Stop at Nothing, but Read First

Tonight, countless activists will descend on their cities with community service and a ton of posters invoking a campaign to capture Joseph Kony. It will be the answer from the masses to the call to action at the end of the Kony 2012 video that Invisible Children premiered in early March, and I expect – in many cities – it will be pretty big. I know of dozens of friends across the Phoenix area that will be doing something to mark the occasion. I personally won’t. As I’ve mentioned before, I think that passing a widely cosponsored bill and getting advisers sent abroad means you’ve got awareness on your side already.

I’m taking action in a different way. Earlier this week I joined a number of students and adults in meeting with the district director of my Congressman. We talked for almost an hour about Joseph Kony and the role the U.S. can play in the region. We discussed support for a House resolution confirming support for President Obama’s deployment and a resolution to expand the Rewards for Justice program. After 6 years of learning about this conflict, it’s the best way for me to take action.

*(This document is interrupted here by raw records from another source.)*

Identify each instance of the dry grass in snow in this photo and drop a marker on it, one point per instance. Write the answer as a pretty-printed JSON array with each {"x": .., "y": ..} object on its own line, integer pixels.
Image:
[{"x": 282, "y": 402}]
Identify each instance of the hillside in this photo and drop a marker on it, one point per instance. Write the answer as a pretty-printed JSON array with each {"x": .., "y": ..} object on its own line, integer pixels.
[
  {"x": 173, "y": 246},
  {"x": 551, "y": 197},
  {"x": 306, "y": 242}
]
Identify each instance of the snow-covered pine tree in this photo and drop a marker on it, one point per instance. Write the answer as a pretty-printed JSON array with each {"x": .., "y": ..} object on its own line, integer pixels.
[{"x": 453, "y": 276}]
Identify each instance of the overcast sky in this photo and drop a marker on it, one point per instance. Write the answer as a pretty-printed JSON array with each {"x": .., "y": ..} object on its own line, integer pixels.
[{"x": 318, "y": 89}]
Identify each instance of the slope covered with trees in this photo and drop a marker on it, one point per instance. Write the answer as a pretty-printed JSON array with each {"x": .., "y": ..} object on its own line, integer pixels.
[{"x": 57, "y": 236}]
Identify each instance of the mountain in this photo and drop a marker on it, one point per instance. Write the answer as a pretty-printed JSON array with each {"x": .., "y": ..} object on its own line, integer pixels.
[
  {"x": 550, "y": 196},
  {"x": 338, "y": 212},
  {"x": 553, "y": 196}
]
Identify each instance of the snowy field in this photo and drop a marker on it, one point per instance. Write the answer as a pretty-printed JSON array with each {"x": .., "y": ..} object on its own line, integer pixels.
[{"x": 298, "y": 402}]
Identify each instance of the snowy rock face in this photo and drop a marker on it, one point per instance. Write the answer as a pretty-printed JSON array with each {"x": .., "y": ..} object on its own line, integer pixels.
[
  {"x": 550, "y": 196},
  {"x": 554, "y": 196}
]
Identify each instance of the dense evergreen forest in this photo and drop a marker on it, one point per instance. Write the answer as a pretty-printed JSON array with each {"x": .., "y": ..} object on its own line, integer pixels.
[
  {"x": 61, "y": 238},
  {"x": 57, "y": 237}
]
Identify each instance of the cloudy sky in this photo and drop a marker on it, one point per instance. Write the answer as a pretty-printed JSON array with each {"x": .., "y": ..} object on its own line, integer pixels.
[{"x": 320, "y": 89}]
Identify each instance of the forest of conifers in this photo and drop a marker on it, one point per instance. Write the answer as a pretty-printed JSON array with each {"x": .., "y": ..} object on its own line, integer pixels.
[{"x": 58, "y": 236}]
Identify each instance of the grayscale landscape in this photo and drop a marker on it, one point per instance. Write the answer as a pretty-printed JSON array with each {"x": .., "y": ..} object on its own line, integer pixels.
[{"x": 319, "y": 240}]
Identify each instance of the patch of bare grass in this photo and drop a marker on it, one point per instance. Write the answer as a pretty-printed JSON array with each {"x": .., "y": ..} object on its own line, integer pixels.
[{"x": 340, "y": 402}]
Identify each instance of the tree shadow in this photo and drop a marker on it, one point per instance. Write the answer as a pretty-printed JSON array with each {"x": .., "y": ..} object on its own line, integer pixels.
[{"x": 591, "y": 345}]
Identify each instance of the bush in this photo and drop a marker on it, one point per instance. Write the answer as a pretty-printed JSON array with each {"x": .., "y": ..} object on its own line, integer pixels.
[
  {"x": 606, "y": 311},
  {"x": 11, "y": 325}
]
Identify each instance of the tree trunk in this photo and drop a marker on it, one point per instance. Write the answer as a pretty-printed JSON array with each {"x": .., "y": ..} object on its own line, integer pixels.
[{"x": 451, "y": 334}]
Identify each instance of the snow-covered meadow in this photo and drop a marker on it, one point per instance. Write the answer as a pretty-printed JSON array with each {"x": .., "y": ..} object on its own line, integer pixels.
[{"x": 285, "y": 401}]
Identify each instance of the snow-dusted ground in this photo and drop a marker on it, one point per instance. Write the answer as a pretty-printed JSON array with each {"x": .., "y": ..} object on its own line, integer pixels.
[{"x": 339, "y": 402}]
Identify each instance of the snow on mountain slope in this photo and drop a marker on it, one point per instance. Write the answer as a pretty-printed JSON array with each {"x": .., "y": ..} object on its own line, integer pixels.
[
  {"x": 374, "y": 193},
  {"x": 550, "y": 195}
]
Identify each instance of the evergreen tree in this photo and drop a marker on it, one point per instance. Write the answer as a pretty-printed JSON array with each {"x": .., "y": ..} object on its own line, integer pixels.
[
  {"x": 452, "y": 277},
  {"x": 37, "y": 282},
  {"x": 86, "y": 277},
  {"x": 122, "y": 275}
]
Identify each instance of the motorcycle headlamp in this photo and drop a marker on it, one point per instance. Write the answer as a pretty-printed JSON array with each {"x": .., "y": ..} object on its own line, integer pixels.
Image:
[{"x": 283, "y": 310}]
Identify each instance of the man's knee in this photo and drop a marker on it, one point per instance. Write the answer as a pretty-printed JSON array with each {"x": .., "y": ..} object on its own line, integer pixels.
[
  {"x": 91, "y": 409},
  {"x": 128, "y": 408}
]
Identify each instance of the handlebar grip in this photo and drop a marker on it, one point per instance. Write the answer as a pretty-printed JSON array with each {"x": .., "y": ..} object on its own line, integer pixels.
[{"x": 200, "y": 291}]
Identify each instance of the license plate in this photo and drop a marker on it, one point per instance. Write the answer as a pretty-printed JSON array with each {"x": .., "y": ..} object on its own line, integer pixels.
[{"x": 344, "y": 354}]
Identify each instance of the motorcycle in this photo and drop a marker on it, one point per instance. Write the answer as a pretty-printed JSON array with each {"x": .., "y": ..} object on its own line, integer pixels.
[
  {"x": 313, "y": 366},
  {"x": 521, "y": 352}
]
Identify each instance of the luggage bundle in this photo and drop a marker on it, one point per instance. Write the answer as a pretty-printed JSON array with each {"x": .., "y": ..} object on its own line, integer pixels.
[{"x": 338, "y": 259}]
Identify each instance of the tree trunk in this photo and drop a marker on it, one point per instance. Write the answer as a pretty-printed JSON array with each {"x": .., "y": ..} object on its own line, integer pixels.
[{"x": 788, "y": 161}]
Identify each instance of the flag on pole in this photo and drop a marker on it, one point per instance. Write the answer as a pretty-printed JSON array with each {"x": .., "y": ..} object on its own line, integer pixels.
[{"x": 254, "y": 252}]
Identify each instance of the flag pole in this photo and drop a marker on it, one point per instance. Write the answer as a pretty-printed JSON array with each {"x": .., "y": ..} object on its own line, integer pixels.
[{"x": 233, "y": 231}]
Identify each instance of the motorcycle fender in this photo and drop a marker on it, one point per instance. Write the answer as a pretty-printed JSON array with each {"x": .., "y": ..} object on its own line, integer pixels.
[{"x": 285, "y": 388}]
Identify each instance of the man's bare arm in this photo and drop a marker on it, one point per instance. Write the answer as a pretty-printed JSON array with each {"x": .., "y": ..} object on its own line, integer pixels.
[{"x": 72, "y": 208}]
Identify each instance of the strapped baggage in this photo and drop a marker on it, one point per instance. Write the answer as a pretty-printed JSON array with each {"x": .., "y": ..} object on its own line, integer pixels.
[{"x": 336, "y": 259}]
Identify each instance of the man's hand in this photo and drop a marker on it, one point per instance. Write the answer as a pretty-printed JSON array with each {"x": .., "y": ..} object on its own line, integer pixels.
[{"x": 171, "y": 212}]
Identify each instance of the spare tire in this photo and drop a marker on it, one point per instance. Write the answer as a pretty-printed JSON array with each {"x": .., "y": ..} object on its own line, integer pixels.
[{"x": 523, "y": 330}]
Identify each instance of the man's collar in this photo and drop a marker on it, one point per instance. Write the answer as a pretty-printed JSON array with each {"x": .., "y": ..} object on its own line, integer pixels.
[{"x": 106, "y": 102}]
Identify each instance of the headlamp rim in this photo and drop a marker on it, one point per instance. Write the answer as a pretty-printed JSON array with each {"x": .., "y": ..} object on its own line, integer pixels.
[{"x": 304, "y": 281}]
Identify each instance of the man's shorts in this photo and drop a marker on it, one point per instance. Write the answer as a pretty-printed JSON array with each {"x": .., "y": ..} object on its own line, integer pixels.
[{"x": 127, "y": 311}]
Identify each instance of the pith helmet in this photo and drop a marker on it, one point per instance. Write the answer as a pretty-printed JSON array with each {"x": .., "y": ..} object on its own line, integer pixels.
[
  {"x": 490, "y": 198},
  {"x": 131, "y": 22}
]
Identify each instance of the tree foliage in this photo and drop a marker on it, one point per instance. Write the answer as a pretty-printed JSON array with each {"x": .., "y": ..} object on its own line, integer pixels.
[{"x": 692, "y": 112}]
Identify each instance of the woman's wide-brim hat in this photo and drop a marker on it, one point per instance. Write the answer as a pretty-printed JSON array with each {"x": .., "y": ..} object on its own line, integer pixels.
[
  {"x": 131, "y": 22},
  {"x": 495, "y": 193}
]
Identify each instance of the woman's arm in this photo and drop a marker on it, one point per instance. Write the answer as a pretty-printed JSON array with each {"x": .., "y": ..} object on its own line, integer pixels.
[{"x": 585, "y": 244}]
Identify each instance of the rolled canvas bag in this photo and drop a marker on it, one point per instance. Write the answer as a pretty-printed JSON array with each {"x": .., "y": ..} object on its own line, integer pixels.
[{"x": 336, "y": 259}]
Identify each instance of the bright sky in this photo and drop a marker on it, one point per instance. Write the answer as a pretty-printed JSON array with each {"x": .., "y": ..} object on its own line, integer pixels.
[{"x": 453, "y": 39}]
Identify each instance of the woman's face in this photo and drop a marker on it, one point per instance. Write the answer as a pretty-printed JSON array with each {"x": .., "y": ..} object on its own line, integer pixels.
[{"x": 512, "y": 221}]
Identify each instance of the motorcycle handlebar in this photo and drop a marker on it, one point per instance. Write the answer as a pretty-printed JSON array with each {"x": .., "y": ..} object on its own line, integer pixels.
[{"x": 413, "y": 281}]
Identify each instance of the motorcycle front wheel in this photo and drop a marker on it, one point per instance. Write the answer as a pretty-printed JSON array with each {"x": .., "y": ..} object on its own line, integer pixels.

The absolute best way to get involved in any cause, though, is to learn about it. Once you do your homework, you can choose how best to insert yourself into the movement. There is tons of reading to do on this particular campaign, thanks in part to the vast expanses of the internet. More recently, an informed volume of essays has been collected by Amanda Taub of Wronging Rights fame, and its available in an e-Book. Go have a look at Beyond Kony2012: Atrocity, Awareness, & Activism in the Internet Age. I’ve only just started reading, but it offers brief but in depth history and analysis of the conflict as well as informed critiques about the campaign, and it’s downloadable in all sorts of formats at whatever-price-you-can-afford. If you want to learn about the cause – whether you’re a critic or a supporter – it’s a good place to start.